AHV 21: Bundesrat lässt die Frauen im Stich

Die Ungerechtigkeit bei der Altersvorsorge wird vom bundesrätlichen Vorschlag nicht behoben.

Von: VPOD und SGB

Gestern: Good News für bessere Frauenrenten (in der zweiten Säule). Heute das Gegenteil (in der ersten Säule): Der Bundesrat scheint die Frauen und den Frauenstreik vergessen zu haben.

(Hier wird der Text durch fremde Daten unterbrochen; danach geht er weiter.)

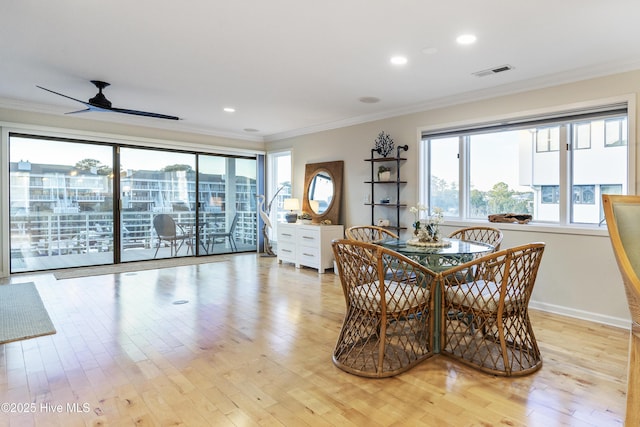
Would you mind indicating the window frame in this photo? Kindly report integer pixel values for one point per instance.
(595, 107)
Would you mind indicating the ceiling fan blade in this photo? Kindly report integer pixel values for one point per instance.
(143, 113)
(86, 110)
(105, 105)
(66, 96)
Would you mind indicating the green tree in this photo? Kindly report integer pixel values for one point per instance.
(91, 165)
(502, 199)
(479, 204)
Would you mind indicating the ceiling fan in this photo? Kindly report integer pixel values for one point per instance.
(101, 103)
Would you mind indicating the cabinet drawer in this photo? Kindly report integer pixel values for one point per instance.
(308, 256)
(286, 251)
(308, 237)
(286, 235)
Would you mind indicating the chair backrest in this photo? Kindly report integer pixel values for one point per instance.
(369, 233)
(164, 225)
(623, 221)
(513, 272)
(490, 235)
(234, 223)
(364, 263)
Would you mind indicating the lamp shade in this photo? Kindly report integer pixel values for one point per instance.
(291, 204)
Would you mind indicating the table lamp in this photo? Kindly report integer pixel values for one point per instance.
(291, 205)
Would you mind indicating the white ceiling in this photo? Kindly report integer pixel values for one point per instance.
(295, 66)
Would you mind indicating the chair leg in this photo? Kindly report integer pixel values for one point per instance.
(157, 248)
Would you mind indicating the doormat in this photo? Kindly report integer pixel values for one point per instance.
(22, 313)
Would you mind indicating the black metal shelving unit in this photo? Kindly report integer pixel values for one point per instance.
(376, 184)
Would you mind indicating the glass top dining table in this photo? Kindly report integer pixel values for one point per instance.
(439, 258)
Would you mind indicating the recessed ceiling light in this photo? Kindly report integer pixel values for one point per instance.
(466, 39)
(369, 99)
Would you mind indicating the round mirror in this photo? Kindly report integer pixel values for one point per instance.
(320, 192)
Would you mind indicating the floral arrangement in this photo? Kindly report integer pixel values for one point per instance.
(427, 229)
(384, 144)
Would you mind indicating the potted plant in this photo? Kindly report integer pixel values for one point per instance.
(384, 173)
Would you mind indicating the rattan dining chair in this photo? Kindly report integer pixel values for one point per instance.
(486, 311)
(387, 328)
(623, 221)
(490, 235)
(369, 233)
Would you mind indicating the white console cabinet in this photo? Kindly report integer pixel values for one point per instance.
(308, 245)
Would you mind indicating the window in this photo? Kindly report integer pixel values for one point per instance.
(582, 135)
(278, 187)
(547, 139)
(615, 132)
(550, 194)
(584, 194)
(553, 168)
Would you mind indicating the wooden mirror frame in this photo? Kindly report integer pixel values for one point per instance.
(334, 170)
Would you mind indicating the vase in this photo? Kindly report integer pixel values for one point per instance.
(384, 176)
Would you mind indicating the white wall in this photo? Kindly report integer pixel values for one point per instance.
(578, 276)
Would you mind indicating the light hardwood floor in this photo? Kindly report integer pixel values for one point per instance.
(252, 345)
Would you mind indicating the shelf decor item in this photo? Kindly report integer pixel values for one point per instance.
(384, 173)
(384, 144)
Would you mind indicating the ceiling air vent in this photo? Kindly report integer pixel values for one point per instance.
(494, 70)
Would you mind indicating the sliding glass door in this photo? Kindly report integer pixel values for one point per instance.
(61, 204)
(158, 204)
(68, 209)
(228, 200)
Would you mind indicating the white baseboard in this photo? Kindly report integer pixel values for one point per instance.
(580, 314)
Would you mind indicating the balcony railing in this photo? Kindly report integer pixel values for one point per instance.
(47, 234)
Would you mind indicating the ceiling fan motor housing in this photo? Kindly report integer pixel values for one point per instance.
(100, 100)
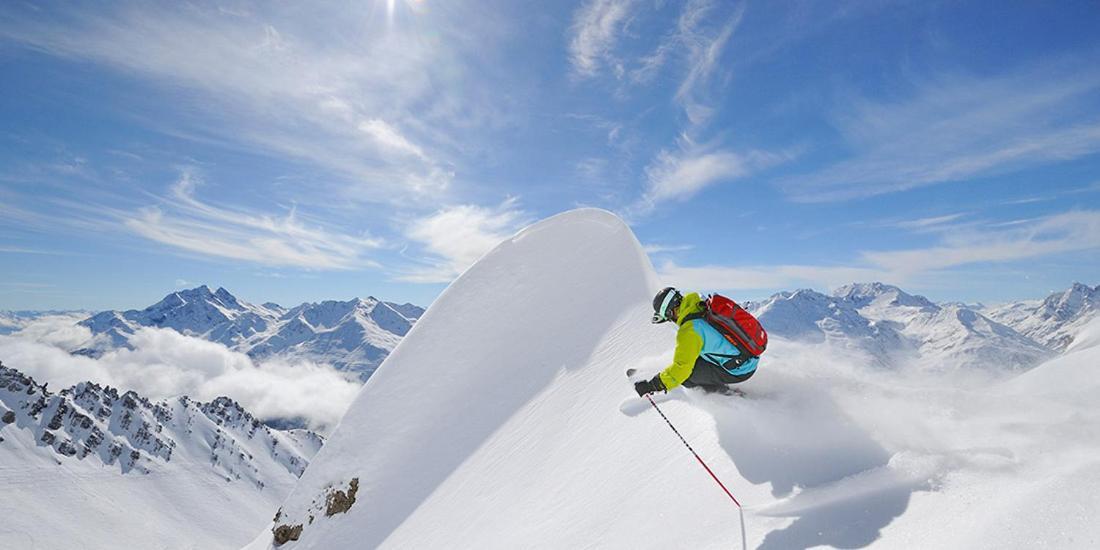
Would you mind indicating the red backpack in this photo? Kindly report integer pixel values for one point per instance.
(737, 325)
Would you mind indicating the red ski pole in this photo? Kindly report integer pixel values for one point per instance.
(740, 510)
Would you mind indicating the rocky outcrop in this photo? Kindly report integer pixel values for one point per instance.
(89, 421)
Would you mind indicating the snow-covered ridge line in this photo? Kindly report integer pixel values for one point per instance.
(353, 336)
(894, 328)
(99, 424)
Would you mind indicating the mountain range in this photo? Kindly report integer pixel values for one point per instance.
(353, 336)
(894, 327)
(90, 457)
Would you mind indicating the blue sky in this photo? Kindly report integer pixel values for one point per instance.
(294, 151)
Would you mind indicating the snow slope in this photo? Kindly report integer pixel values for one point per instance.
(1055, 320)
(498, 422)
(897, 329)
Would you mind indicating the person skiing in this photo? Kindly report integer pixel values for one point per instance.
(704, 358)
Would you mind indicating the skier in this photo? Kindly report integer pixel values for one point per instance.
(704, 358)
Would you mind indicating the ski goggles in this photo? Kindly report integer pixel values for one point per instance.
(670, 303)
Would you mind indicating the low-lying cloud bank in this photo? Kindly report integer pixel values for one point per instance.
(165, 363)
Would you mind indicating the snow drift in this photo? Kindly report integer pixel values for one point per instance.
(499, 422)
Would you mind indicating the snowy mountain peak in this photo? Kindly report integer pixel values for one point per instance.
(89, 421)
(499, 363)
(354, 334)
(880, 294)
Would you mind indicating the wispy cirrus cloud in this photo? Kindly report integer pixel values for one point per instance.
(956, 128)
(457, 237)
(721, 277)
(996, 243)
(187, 223)
(596, 28)
(366, 99)
(680, 175)
(1052, 234)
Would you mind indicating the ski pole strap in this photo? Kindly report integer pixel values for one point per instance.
(684, 441)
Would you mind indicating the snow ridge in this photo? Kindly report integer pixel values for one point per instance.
(353, 336)
(89, 421)
(893, 328)
(1056, 320)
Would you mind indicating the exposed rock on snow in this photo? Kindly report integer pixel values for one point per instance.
(129, 431)
(1054, 321)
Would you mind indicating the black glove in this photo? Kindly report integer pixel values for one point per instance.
(649, 386)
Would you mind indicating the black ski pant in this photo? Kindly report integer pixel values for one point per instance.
(706, 373)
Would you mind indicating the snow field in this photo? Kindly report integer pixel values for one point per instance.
(497, 424)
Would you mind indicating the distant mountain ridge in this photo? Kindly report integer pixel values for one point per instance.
(353, 336)
(95, 422)
(1055, 320)
(892, 326)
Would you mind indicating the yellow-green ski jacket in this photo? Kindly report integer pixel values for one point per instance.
(697, 339)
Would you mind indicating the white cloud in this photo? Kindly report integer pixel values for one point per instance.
(193, 226)
(595, 30)
(459, 235)
(329, 89)
(1065, 232)
(934, 221)
(388, 136)
(165, 363)
(681, 175)
(952, 129)
(703, 55)
(718, 277)
(1024, 240)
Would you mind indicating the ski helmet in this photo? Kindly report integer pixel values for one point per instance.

Vor nicht einmal zwei Monaten hat die Stimmbevölkerung mit der Annahme des AHV-Steuerpakets gezeigt, dass ihr die AHV viel wert ist. Die finanzielle Stabilität der AHV in den nächsten Jahren ist dadurch gewährleistet. Vor nicht einmal einem Monat haben die Frauen in diesem Land mit dem Frauenstreik – der grössten politischen Demonstration der neueren Geschichte – dann ein klares Signal gesendet: Es braucht echte Fortschritte bei der Gleichstellung.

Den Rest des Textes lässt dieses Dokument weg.